Esta pasada semana ha sido (para mí) pródiga en músicas. No suelo asistir a muchos conciertos, y sin embargo una ilación de circunstancias me ha llevado a tres muy variados conciertos entre el jueves y el domingo pasado.

El jueves asistí al concierto de Jiménez & Galiana. Uno parece un director de oficina bancaria; el otro, con su cabeza ahovada, parece un pescatero, y la cómica figura de estos dos personajes contrasta con los saxos en posición de firmes y a la espera y la mesa de sonidos que uno encuentra en el escenario. Ambos componen, inventan, exploran e interpretan un jazz que se adentra en dodecafonismos (?) y nuevos sonidos (minimalismo, ruidismo…), que, aunque de buenas a primeras es difícil de tragar, logran al cabo embrujar a la audiencia. Llevan más de diez años explorando la electroacústica, combinando el sonido de los saxos con la música electrónica de un artilugio que emite según se activen los sensores, modulando en una pantalla líneas y colores que bailan con las ondas sonoras de su música. “Cierra los ojos” me dijo mi acompañante; y lo hice mientras me dejaba invadir por el saxo, por los zumbidos y grésillages que salían de la mesa de mezclas y del artilugio extraño sobre el cual se movían manos y codos para modular sonidos (que no siempre música como según la definiríamos al uso). Sentí mi mandíbula tensa, sentí mis párpados en tensión. “Tengo miedo, si cierro los ojos”, tuve que confesar. No era música exactamente: el ritmo roto, la complejidad desestructurada de los compases, la contrastada agudez de las notas, el desconcierto general de un evento (que no concierto exactamente, al menos no como solemos entenderlo) para el cual quien suscribe (y muchos de los asistentes según podíamos percibir) para el cual, digo, yo no estaba preparado.

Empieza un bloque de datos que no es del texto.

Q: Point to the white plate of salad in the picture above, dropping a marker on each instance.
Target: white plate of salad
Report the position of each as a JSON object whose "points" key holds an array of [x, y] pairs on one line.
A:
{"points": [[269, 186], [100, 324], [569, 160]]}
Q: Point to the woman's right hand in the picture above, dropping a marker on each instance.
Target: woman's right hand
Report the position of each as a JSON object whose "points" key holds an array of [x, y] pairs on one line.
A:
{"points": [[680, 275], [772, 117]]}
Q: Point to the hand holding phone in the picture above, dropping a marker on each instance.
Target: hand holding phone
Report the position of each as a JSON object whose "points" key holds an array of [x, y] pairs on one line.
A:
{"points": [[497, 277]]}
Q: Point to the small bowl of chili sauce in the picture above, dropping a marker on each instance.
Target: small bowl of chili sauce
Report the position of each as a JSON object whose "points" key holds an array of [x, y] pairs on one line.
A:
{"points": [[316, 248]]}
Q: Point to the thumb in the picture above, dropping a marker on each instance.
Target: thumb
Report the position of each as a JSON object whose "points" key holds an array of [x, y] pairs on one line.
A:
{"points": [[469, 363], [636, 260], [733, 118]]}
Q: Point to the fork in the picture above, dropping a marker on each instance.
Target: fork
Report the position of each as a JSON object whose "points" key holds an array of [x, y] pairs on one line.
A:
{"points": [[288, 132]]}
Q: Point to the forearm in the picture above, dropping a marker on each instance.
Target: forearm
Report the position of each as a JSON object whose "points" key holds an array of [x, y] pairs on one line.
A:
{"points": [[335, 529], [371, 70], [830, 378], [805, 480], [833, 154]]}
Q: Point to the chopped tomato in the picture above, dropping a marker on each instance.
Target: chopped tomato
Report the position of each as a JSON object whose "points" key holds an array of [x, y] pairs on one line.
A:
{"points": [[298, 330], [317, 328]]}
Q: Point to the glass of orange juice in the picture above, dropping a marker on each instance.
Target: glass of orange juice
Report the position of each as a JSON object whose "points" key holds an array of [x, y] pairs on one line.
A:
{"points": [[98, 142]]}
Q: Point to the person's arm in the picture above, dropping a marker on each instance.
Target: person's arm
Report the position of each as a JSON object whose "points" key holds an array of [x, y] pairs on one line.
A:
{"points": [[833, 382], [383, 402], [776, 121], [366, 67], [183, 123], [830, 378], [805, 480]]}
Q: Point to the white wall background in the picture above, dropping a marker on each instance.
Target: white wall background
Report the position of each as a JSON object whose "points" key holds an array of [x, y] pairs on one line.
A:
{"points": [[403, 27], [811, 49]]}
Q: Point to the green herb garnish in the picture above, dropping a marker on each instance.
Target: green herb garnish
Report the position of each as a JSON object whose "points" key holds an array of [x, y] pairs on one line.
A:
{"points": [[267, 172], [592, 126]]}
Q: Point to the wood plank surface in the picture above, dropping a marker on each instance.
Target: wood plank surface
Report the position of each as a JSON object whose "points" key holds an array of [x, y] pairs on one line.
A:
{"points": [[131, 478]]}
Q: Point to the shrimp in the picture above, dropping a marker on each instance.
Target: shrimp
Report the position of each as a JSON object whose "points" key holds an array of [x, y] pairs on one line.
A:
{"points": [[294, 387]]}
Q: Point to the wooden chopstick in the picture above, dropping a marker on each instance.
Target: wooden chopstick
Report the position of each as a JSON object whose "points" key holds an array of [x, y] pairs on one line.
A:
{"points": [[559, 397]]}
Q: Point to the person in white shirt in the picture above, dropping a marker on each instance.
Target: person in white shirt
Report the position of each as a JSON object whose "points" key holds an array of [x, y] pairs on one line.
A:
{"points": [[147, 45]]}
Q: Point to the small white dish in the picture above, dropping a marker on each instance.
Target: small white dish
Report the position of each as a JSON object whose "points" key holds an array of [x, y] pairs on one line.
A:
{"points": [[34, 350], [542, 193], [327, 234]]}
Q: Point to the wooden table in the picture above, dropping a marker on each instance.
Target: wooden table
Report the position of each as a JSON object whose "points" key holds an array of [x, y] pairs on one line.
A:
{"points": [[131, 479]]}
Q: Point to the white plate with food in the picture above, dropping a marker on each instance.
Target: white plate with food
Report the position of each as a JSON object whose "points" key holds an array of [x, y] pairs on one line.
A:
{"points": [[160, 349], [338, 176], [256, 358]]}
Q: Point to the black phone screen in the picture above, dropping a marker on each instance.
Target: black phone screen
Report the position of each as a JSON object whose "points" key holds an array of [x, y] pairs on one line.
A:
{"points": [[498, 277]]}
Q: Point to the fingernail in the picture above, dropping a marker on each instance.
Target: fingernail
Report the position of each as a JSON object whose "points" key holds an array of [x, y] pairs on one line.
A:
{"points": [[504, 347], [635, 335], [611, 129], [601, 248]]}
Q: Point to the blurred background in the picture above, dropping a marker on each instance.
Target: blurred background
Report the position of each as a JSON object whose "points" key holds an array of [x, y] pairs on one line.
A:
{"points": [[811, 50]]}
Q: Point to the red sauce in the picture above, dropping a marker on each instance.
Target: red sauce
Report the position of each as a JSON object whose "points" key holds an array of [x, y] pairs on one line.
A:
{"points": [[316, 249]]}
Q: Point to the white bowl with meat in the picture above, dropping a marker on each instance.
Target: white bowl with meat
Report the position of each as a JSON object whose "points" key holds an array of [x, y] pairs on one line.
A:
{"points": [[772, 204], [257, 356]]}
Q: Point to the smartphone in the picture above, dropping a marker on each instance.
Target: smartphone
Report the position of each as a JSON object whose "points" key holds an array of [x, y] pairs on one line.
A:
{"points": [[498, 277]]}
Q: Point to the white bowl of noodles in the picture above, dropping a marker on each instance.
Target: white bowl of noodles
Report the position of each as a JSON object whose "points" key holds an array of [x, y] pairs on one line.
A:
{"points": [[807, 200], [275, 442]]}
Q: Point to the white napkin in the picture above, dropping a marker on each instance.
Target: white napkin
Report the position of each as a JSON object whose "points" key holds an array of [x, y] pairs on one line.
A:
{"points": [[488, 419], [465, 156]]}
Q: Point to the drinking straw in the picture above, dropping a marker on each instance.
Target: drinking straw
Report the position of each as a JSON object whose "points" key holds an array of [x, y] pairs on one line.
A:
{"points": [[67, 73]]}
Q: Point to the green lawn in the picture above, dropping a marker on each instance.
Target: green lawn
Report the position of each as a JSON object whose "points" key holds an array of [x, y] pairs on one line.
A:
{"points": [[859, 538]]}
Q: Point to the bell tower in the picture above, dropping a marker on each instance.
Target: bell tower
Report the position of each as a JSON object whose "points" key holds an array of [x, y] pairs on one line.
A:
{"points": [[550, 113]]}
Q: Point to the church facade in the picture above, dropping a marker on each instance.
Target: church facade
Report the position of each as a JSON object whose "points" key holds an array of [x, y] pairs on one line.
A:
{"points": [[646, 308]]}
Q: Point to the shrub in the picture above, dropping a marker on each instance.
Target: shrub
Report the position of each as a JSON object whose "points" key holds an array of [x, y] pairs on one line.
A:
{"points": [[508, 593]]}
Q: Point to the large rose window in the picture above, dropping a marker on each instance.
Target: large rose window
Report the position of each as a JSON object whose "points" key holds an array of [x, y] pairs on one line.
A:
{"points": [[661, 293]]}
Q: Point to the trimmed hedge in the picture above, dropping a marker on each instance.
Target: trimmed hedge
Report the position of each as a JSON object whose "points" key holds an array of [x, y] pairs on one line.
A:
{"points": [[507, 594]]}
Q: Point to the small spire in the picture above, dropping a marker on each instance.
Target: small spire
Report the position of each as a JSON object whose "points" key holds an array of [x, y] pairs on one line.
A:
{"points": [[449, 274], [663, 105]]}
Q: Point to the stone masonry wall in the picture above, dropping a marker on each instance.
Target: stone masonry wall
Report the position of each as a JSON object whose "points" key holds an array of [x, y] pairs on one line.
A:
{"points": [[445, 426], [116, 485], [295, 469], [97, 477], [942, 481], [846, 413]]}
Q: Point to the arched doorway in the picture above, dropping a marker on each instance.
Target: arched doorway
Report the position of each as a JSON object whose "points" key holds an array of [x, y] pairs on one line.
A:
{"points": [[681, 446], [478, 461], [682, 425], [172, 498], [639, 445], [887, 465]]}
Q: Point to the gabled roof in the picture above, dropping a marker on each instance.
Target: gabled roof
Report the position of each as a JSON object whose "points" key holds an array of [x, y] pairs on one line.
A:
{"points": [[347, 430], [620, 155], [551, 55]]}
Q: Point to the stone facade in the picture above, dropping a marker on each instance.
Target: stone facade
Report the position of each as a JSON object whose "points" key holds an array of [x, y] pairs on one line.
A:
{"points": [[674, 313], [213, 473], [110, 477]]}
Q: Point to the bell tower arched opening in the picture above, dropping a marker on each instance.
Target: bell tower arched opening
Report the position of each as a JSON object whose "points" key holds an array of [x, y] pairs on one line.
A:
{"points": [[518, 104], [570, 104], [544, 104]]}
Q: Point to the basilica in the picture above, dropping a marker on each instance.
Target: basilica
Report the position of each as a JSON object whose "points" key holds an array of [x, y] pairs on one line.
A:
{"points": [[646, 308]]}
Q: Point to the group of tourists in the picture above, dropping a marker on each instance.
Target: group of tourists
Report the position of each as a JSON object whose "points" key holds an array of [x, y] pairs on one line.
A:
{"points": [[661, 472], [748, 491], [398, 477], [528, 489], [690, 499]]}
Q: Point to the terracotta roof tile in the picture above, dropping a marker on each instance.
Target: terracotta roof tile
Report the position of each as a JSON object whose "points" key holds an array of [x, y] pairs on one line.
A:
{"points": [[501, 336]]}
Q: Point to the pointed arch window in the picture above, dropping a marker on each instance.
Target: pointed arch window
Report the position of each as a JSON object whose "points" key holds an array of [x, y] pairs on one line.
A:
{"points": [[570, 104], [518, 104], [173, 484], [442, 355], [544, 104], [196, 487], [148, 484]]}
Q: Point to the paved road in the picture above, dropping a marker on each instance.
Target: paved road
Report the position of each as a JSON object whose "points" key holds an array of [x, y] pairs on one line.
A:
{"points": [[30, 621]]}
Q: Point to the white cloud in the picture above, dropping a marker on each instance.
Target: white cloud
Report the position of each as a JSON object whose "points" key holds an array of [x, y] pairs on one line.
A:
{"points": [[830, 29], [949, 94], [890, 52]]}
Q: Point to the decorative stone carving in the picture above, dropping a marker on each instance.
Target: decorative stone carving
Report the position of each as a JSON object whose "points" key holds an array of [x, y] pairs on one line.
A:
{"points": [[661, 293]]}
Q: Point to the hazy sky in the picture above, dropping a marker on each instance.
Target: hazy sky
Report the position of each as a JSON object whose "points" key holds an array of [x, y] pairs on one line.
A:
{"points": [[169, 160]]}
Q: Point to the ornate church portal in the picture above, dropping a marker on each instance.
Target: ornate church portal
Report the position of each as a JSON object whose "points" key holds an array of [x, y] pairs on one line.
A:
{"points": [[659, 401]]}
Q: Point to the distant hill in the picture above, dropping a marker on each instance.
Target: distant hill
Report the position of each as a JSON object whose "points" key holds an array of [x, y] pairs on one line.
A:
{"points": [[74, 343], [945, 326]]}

Luego del “concierto”, la Fundación Miró dispuso una mesa con bebidas en una terraza que daba a la ciudad. Nos regalaron con una copita de cava y pudimos, después de la experiencia sonora a la que habíamos sobrevivido, respirar y abrirnos al mundo. El Sol se ponía por detrás de Collserola, pincelando de malvas el cielo que la luna pespunteaba con un trazo fino. Las luces de la ciudad apuntillaban tibiamente las últimas claridades del día.
Qué lujo, nos dijimos, qué grandísimo lujo poder vivir en una sociedad que es capaz de tener recursos de sobra para que haya gente dedicando horas a explorar estos nuevos territorios sonoros, a inventar fuera de las sendas trilladas, a tirarse incluso por el barranco de lo freaky. A unos gustará, a otros no. No es importante. Lo importante es que haya dos tipos anodinos que dispongan de tiempo para aquello en lo que creen, que comparten la pasión por lo que crean, que tienen suficiente confianza en si mismos para subirse al escenario y mostrar lo que hacen. Qué lujo que exista un programador de eventos que les dé cancha. ¡Qué lujo poder ver el sol ponerse con una copita de cava en la mano y en buena compañía!
Lesson learned: Cuando uno cree en aquello que crea, debe lanzarse en pos de su idea, sin miramientos a lo que la grey pueda pensar, adocenada como está por la desidia, la incultura y el conformismo comodón en que todos, en mayor o menor medida, vivimos. Y la prueba del nueve es el miedo que sentí al cerrar los ojos; esto es: la emoción. No importa cuán raro sea el cuadro, el texto, la música: si logra arrancar una emoción, es que funciona. Y si funciona, es bueno. Aunque sea raro.